Check pfsCalibrated data
Now, let's assume we want to retrieve spectra for specific objects, given their objId values in a list:
catId = 12345 # Catalogue ID
objId_list = [123, 456] # List of target object IDs
pfsCalibrated = butler.get('pfsCalibrated', visit=visit)
for objId in objId_list:
spectrum = pfsCalibrated[catId, objId]
bad = (spectrum.mask & pfsSingle.flags.get('BAD', 'CR', 'SAT')) != 0
good = ~bad
plt.plot(spectrum.wavelength[good], spectrum.flux[good], '-', linewidth=0.2, label='flux')
plt.plot(spectrum.wavelength[good], np.sqrt(spectrum.variance[good]), '-', linewidth=0.2, label='noise')
plt.plot(spectrum.wavelength, spectrum.sky, '-', linewidth=0.2, label='sky')

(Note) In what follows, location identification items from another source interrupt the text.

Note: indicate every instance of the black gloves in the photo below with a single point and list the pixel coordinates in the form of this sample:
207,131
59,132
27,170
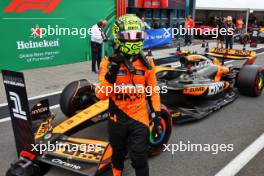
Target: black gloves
155,118
112,73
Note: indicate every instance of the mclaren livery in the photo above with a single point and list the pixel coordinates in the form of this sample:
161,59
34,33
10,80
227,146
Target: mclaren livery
200,86
204,84
41,144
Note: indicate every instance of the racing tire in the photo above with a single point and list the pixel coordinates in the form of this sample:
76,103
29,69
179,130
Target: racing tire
250,80
77,96
157,143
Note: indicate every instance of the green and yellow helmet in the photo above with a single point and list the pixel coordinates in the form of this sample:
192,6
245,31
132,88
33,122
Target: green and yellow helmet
128,33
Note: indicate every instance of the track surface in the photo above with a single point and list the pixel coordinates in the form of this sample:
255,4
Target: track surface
239,124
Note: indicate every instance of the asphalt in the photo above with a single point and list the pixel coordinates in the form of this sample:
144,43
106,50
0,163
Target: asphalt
239,124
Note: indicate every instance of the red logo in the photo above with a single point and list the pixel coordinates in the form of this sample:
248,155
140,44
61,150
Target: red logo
20,6
36,32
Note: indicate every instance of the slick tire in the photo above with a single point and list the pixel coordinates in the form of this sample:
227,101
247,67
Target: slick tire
157,146
250,80
77,96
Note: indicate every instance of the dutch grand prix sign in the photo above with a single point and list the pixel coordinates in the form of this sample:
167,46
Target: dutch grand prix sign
43,33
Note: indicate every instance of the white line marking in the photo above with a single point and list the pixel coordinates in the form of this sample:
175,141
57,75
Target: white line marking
36,97
3,104
234,166
5,119
33,18
8,118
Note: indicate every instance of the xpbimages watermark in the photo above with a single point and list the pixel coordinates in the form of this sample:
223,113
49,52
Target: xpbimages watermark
192,147
57,146
131,89
83,32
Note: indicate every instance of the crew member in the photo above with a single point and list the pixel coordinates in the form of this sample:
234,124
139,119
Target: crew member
189,25
230,28
97,39
129,70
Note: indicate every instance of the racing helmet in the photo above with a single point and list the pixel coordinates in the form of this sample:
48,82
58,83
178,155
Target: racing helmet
128,33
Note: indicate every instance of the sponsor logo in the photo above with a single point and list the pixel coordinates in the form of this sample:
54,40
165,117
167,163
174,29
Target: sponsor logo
36,32
195,91
216,88
20,6
17,110
122,73
63,163
128,97
13,81
175,114
21,45
39,111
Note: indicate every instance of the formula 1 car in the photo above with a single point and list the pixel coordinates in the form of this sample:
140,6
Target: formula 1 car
202,84
41,144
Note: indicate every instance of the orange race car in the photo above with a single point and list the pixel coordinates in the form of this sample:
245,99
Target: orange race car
200,86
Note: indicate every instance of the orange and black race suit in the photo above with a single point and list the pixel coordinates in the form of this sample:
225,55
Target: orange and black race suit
129,116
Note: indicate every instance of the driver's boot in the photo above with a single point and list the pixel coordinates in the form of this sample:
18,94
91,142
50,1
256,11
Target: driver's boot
116,172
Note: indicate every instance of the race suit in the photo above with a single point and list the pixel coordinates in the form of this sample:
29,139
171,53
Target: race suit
129,116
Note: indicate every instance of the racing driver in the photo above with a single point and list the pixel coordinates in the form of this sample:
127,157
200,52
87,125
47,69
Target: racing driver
129,70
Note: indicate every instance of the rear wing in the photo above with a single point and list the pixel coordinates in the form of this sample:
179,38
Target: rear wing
233,54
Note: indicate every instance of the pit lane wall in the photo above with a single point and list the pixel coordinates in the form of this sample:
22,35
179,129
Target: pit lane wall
23,48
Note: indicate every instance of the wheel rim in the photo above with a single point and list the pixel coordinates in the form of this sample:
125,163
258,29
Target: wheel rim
156,137
259,83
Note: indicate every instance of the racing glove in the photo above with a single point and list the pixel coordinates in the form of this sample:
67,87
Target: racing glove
111,75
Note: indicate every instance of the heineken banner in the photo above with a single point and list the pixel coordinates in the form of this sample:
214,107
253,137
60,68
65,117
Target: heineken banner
46,33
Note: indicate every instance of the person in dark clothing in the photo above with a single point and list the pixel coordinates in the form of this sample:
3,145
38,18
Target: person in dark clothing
97,39
129,121
221,37
230,28
189,25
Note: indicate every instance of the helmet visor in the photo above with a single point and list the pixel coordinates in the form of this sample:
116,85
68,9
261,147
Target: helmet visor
131,35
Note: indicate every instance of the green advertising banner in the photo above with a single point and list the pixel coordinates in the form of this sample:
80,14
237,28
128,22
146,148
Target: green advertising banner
46,33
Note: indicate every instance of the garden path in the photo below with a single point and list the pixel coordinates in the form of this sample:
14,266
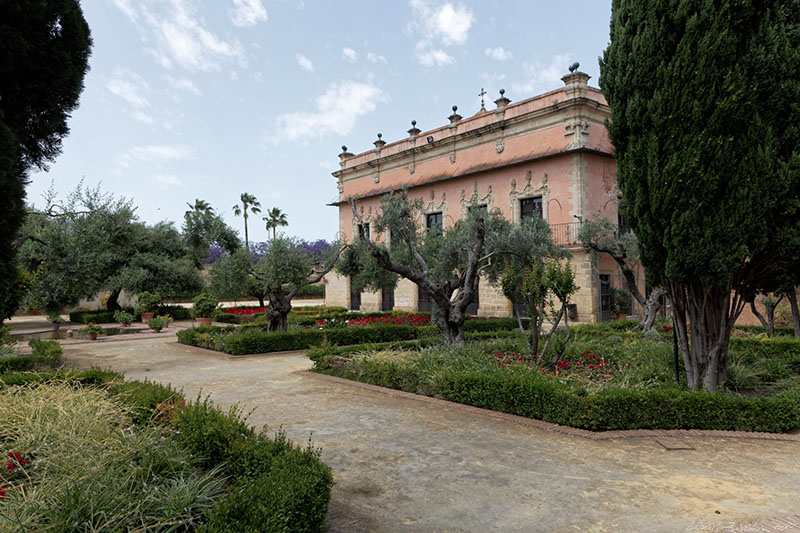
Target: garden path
406,465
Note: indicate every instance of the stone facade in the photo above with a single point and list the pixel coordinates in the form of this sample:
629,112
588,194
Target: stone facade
552,148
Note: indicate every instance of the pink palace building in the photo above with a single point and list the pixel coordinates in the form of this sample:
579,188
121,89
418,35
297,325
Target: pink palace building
548,156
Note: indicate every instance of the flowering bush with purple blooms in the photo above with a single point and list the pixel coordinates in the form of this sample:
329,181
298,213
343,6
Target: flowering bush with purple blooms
215,252
315,249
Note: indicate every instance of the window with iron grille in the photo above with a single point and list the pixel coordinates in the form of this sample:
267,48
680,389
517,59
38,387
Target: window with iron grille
530,207
434,221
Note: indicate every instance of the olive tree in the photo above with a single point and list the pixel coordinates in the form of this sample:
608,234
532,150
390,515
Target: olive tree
445,264
531,271
284,269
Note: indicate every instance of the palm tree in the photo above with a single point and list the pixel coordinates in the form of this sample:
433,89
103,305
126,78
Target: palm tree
200,206
248,202
275,217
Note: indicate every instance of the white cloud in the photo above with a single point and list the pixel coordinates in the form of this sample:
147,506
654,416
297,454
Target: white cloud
143,117
129,86
127,9
183,84
167,181
159,153
349,55
499,53
538,77
304,62
438,24
431,57
337,111
248,13
177,36
375,58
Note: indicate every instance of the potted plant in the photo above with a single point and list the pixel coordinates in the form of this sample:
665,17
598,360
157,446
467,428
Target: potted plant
92,330
124,318
147,304
156,324
203,308
167,319
56,320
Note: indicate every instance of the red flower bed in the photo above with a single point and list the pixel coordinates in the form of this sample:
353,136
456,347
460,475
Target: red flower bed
402,320
588,366
244,311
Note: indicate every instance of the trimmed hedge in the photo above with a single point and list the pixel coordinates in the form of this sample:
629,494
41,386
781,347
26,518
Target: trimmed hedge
255,340
100,317
46,354
524,393
107,317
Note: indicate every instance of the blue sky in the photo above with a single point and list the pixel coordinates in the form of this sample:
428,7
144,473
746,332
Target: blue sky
189,99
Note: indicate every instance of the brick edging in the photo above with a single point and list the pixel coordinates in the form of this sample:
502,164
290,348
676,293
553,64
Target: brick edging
556,428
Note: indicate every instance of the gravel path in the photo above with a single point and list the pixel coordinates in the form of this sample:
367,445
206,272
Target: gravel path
406,465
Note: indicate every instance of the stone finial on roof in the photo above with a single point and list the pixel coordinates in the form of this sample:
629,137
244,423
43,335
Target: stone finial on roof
575,84
345,154
455,117
502,102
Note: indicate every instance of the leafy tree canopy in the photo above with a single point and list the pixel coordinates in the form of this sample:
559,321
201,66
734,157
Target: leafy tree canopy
43,60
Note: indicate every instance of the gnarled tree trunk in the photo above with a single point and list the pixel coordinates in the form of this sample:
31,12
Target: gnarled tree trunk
279,307
712,311
769,308
113,301
792,296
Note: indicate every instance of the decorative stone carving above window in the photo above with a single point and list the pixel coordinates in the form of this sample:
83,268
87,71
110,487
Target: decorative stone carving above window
476,199
530,190
578,129
433,207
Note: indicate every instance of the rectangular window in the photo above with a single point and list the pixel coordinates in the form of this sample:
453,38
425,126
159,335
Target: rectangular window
434,221
530,207
622,218
479,209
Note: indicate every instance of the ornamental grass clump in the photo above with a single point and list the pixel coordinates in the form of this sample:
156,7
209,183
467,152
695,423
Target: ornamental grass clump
75,461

plt.plot(spectrum.wavelength[bad], spectrum.flux[bad], '.', color='red', label='bad pixels')
plt.show()
Finally, we analyze the fully calibrated pfsCalibrated spectrum for a single visit. This dataset represents a single-visit spectrum with both wavelength and flux calibrations applied. The plotted figure will provide insights into the final processed spectrum, including signal quality, noise levels, sky subtraction, and flagged bad pixels.